Everybody loves an unhappy end.

It is easy to say that dad should rise above all that, be the greater person, shrug and face the facts; he failed, but here is his son, and it's ok. Laugh if you want, but there's nothing to be ashamed of.

It's not for you to decide that on his behalf. And it is not for me. I would love it if he could do it, I would love it if A could be a natural part of the family now that we know about him and have regular contact, I wish I could mention him on my regular blog. But it is not for me to decide for my dad. He is a separate person to me, and I do not have the right to take over his life. If I want to include people on my blog I have to have their blessing and agreement with all that entails. A personal blog like mine takes your personal life into the public sphere, and you have to think carefully before you write about others. I have no idea who reads it.

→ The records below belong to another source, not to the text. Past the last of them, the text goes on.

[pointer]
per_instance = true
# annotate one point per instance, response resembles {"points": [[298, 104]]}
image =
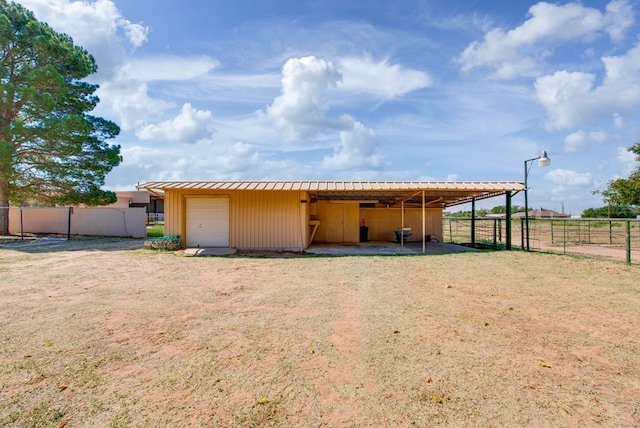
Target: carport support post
{"points": [[69, 224], [473, 222], [424, 247], [508, 218]]}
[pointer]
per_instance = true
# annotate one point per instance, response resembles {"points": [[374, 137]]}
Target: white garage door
{"points": [[207, 222]]}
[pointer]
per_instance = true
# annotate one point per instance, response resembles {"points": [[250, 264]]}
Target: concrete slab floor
{"points": [[385, 248]]}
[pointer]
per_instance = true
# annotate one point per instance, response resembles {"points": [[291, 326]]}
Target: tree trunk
{"points": [[4, 207]]}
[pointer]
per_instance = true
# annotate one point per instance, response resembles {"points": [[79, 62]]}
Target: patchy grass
{"points": [[104, 333]]}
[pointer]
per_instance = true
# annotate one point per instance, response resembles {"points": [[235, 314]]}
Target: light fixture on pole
{"points": [[543, 160]]}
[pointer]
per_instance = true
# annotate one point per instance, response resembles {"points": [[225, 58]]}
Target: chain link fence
{"points": [[617, 239]]}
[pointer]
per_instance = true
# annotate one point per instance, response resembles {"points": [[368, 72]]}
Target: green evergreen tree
{"points": [[625, 191], [51, 149]]}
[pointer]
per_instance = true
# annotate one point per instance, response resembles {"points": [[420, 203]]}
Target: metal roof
{"points": [[443, 193]]}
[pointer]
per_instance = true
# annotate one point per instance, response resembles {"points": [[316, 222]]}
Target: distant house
{"points": [[542, 213], [291, 215]]}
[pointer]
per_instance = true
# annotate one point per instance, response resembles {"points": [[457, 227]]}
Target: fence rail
{"points": [[617, 239]]}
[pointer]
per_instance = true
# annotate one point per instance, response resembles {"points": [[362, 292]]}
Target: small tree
{"points": [[51, 149], [625, 191]]}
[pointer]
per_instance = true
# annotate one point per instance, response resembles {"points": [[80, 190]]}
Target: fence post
{"points": [[610, 233], [628, 242]]}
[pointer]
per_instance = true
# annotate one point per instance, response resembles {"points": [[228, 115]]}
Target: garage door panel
{"points": [[207, 222]]}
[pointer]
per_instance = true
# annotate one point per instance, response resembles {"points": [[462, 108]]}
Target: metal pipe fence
{"points": [[617, 239]]}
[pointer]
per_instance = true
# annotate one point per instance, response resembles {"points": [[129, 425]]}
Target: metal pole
{"points": [[21, 226], [424, 223], [473, 222], [526, 203], [628, 242], [69, 224]]}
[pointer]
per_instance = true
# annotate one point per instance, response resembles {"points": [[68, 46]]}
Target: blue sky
{"points": [[366, 90]]}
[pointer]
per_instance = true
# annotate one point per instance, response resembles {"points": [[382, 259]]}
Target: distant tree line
{"points": [[483, 212], [613, 211]]}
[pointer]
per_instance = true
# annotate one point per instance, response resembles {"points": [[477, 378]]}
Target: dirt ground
{"points": [[105, 333]]}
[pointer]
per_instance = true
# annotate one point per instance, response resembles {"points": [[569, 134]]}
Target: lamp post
{"points": [[543, 160]]}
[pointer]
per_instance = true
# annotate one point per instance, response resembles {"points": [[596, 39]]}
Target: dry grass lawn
{"points": [[105, 333]]}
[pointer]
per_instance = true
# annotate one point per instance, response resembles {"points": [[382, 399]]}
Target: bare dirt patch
{"points": [[103, 333]]}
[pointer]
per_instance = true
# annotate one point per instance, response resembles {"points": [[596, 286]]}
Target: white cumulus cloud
{"points": [[521, 50], [380, 78], [359, 149], [580, 140], [571, 98], [299, 112], [189, 126], [567, 178]]}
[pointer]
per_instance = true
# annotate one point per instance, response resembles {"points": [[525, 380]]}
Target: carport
{"points": [[291, 215]]}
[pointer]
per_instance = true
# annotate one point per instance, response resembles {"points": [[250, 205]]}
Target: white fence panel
{"points": [[102, 221]]}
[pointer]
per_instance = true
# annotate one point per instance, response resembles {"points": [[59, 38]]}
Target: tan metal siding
{"points": [[257, 219]]}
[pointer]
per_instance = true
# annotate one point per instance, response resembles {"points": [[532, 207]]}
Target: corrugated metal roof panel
{"points": [[337, 185]]}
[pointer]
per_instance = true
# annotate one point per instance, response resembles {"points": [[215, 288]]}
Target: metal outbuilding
{"points": [[291, 215]]}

But I know that enough people in my parents' social sphere read it to know exactly who I'm talking about.

I'll give him time. Dad. He usually comes around once he's had time to think about things. Because, you see, he really is the greater person. In the meantime I'll stay in touch with A via e-mail and perhaps, just perhaps, we'll even manage to meet this year. Who knows.

That thing called 'shame'

So I asked my dad if I could refer to A in my main blog. Nothing special, just casually as I generally refer to people. Not making a big deal out of it, just, you know, "got an e-mail from my brother this morning. He said nothing new, but it was nice to hear from him." That sort of stuff.

My question was met with a long silence, and then the answer I expected. No. He had been hoping that his mistake, his biggest mistake in life, could go to the grave with him. That his shame would not be held up for public scrutiny.

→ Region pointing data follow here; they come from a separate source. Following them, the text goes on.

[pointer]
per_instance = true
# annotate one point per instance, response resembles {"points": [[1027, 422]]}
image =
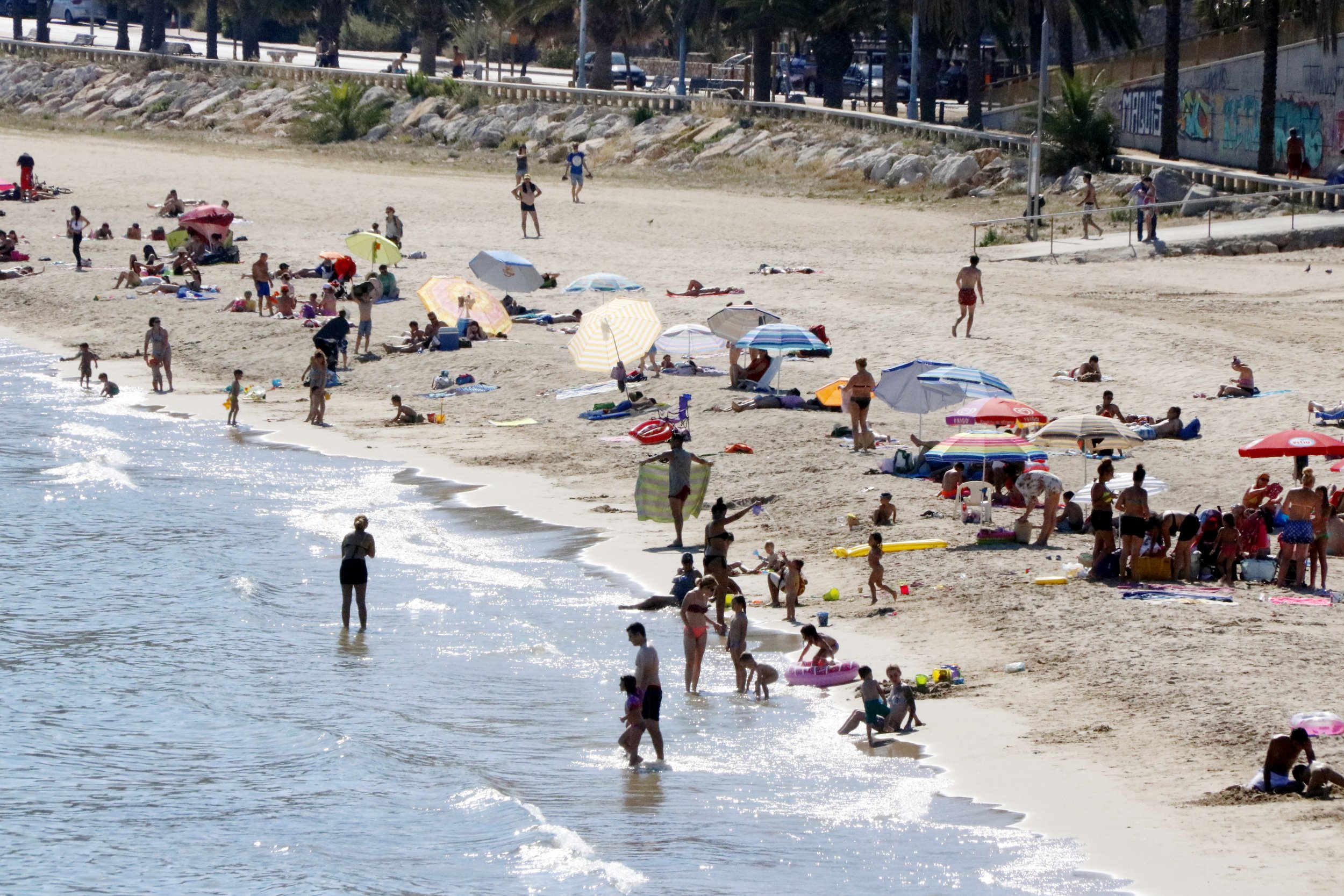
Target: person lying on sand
{"points": [[1284, 776], [404, 414]]}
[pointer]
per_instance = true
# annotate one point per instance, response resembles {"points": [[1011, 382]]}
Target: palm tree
{"points": [[1171, 81]]}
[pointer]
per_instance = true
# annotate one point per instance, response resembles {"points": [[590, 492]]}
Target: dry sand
{"points": [[1131, 712]]}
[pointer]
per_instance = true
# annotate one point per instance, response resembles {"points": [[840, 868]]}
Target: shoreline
{"points": [[977, 751]]}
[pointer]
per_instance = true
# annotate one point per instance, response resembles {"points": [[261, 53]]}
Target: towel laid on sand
{"points": [[651, 492]]}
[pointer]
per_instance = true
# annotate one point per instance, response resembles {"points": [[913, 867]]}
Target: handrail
{"points": [[510, 90], [1292, 211]]}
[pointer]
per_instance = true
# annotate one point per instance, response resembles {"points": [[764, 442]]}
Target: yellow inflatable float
{"points": [[862, 551]]}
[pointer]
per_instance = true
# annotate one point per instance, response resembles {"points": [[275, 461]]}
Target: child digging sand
{"points": [[633, 719], [875, 571], [765, 676]]}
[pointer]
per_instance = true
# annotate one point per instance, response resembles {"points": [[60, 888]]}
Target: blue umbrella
{"points": [[974, 383], [506, 270], [603, 284]]}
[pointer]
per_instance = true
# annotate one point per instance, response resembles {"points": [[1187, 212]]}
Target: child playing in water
{"points": [[88, 361], [235, 390], [630, 739], [765, 676], [875, 571], [738, 640]]}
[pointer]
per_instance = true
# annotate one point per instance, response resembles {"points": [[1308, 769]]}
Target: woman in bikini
{"points": [[695, 629], [717, 540], [526, 194], [861, 397], [1133, 521]]}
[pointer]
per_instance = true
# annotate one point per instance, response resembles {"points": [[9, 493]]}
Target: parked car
{"points": [[619, 71], [73, 11]]}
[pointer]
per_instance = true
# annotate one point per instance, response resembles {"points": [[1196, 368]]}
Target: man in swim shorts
{"points": [[648, 683], [968, 284], [1299, 505]]}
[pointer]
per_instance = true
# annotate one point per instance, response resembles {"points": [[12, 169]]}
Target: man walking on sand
{"points": [[968, 283], [261, 280], [647, 682]]}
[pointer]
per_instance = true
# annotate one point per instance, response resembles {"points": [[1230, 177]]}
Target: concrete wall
{"points": [[1219, 109]]}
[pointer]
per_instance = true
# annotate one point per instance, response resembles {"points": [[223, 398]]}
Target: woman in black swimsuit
{"points": [[354, 572], [526, 194], [717, 540]]}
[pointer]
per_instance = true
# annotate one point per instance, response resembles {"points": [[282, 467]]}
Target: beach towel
{"points": [[593, 389], [651, 492]]}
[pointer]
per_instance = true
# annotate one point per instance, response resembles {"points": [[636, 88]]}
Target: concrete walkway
{"points": [[1168, 235]]}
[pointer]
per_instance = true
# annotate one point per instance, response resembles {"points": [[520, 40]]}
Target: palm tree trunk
{"points": [[1171, 82], [762, 73], [211, 28], [975, 63], [123, 25], [1269, 87]]}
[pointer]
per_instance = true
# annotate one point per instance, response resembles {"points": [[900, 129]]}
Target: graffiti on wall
{"points": [[1141, 112], [1197, 114]]}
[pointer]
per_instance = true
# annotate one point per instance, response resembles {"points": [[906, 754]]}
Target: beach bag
{"points": [[902, 462]]}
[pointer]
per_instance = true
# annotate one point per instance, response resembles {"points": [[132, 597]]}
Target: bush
{"points": [[1078, 131], [339, 114], [558, 58]]}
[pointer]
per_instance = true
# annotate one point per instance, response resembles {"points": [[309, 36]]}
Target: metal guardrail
{"points": [[1132, 213], [520, 92]]}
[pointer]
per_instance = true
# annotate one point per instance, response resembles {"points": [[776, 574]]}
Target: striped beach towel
{"points": [[651, 492]]}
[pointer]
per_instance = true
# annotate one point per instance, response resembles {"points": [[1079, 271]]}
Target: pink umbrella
{"points": [[208, 221]]}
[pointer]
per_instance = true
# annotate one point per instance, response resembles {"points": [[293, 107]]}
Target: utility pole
{"points": [[581, 80], [1034, 159]]}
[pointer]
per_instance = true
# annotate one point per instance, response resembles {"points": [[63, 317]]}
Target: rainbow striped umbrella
{"points": [[984, 448]]}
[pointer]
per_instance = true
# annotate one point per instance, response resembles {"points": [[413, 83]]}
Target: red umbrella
{"points": [[208, 221], [999, 410], [1293, 444]]}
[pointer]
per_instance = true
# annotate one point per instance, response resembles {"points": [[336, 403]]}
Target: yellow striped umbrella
{"points": [[455, 297], [623, 329]]}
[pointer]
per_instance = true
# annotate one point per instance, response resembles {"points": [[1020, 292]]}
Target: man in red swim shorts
{"points": [[968, 284], [26, 176]]}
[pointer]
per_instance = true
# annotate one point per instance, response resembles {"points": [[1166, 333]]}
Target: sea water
{"points": [[183, 712]]}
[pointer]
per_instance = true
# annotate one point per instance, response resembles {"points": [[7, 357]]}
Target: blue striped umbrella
{"points": [[780, 339], [968, 379]]}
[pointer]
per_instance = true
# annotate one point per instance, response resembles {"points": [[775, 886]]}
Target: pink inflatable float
{"points": [[821, 676], [1319, 725]]}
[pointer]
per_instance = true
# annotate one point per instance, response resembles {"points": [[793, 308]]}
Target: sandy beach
{"points": [[1131, 714]]}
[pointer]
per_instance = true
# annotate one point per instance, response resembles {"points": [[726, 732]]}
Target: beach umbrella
{"points": [[972, 382], [374, 248], [506, 270], [984, 449], [995, 412], [689, 339], [603, 284], [1088, 433], [208, 221], [623, 329], [735, 321], [1293, 444], [456, 299]]}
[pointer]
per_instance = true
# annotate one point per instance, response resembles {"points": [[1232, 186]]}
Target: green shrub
{"points": [[558, 58], [1078, 130], [338, 114]]}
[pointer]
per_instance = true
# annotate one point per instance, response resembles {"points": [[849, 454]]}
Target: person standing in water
{"points": [[76, 227], [968, 284], [354, 571], [647, 680]]}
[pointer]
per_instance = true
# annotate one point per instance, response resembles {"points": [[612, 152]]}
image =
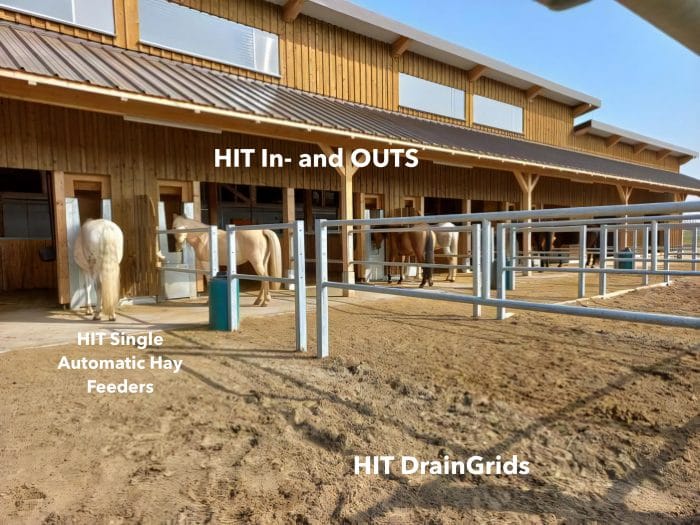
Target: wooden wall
{"points": [[321, 58], [136, 156], [20, 265]]}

His shame. His mistake. That is what A is to him. And because I love my dad so much my heart could break I accept this. Even if A would never want to be seen as someone's shame, as another man's mistake. I have no wish to burden A with being dad's shame. But how can I not?

Friday, 9 January 2009

Normality

As I said I would, I slept and read. And then I ate and slept some more. It was a totally uneventful Christmas.

A is now part of normal conversation. I think the bad feelings are gone, and whatever happens next will presumably be pretty unremarkable. Both dad and B have met him, B even visited when she was on a job in the city he lives in. Her report, if I can call it that, was that it was a little tense. A's wife had at one stage left the room to give A and B the opportunity to 'bond' in some way, which lead to some rather awkward silences and bland conversation instead.

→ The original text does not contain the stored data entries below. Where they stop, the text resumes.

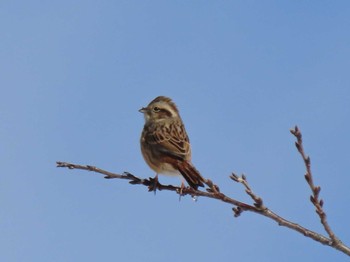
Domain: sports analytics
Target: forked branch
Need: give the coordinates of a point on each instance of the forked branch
(238, 207)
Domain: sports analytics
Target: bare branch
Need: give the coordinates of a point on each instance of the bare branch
(213, 191)
(314, 198)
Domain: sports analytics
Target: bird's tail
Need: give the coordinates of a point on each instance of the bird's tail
(191, 174)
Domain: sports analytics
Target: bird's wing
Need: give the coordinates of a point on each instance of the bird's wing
(171, 139)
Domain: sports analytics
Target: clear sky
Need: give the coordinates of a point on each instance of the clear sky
(75, 73)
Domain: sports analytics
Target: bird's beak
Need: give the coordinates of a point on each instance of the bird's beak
(143, 110)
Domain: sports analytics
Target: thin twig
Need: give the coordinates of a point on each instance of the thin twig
(314, 198)
(214, 192)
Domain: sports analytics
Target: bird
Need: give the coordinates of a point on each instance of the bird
(165, 145)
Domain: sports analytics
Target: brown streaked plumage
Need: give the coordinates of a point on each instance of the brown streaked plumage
(164, 142)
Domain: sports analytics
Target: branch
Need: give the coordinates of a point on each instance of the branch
(314, 198)
(213, 191)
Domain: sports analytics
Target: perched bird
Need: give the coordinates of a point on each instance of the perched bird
(164, 142)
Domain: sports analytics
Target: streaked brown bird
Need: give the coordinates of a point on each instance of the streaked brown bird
(164, 142)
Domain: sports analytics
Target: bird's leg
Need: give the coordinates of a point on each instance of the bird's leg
(153, 185)
(181, 189)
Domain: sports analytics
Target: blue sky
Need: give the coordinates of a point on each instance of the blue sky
(75, 73)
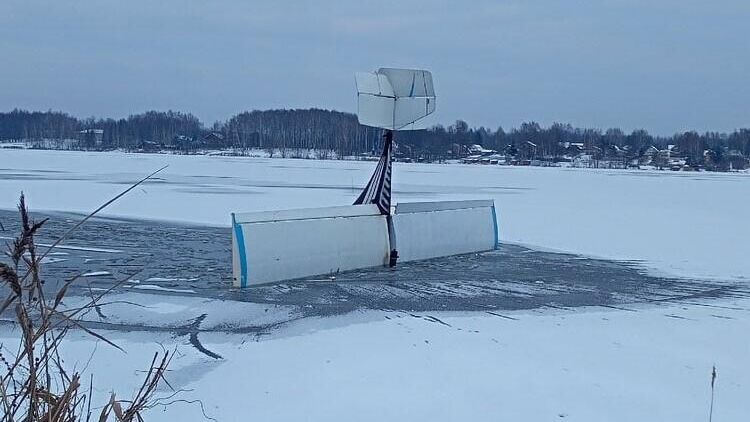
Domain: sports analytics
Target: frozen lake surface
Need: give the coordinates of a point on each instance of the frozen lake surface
(677, 223)
(613, 295)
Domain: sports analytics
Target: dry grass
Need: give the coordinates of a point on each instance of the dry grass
(35, 384)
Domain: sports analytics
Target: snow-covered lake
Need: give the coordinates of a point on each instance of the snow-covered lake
(650, 362)
(684, 224)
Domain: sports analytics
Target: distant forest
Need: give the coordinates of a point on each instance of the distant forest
(341, 134)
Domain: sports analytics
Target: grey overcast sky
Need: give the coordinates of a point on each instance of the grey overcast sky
(662, 65)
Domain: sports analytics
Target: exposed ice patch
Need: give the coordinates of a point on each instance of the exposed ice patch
(163, 289)
(96, 273)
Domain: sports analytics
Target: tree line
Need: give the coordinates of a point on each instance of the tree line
(341, 133)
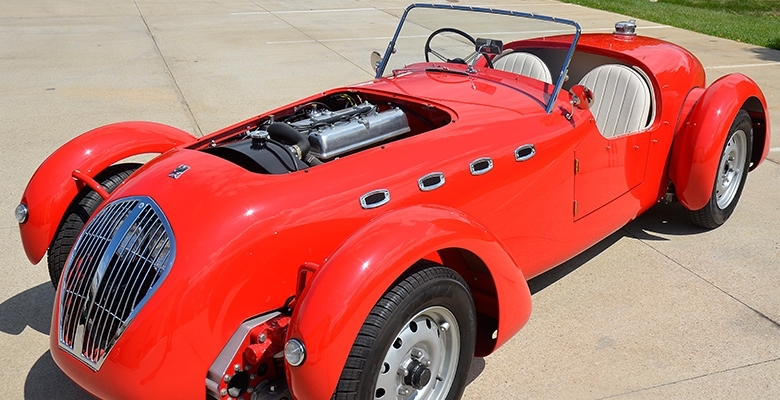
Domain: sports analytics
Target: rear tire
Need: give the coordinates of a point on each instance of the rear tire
(730, 177)
(77, 214)
(424, 326)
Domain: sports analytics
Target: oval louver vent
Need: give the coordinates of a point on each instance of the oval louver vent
(119, 259)
(431, 181)
(525, 152)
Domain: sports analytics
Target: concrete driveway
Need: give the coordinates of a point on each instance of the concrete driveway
(658, 310)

We all received a Christmas letter from A's wife. A round-robin poorly laid out with a bad picture of the family (not their fault, entirely the photographer's fault -- there are some shit portrait photographers out there in the world) and one factual sentence for each about the doings of each of them. My friends are probably too clever; I have high expectations of round-robin letters, even of the Christmas kind. Of course, I have no excuse. I didn't send out a single Christmas card this year, to anyone, A inclusive. And I have no idea when I can make up for that. Perhaps I have to sell my body to the highest bidder and then make the trip to visit him instead. I'm sure that would make me feel a whole lot better.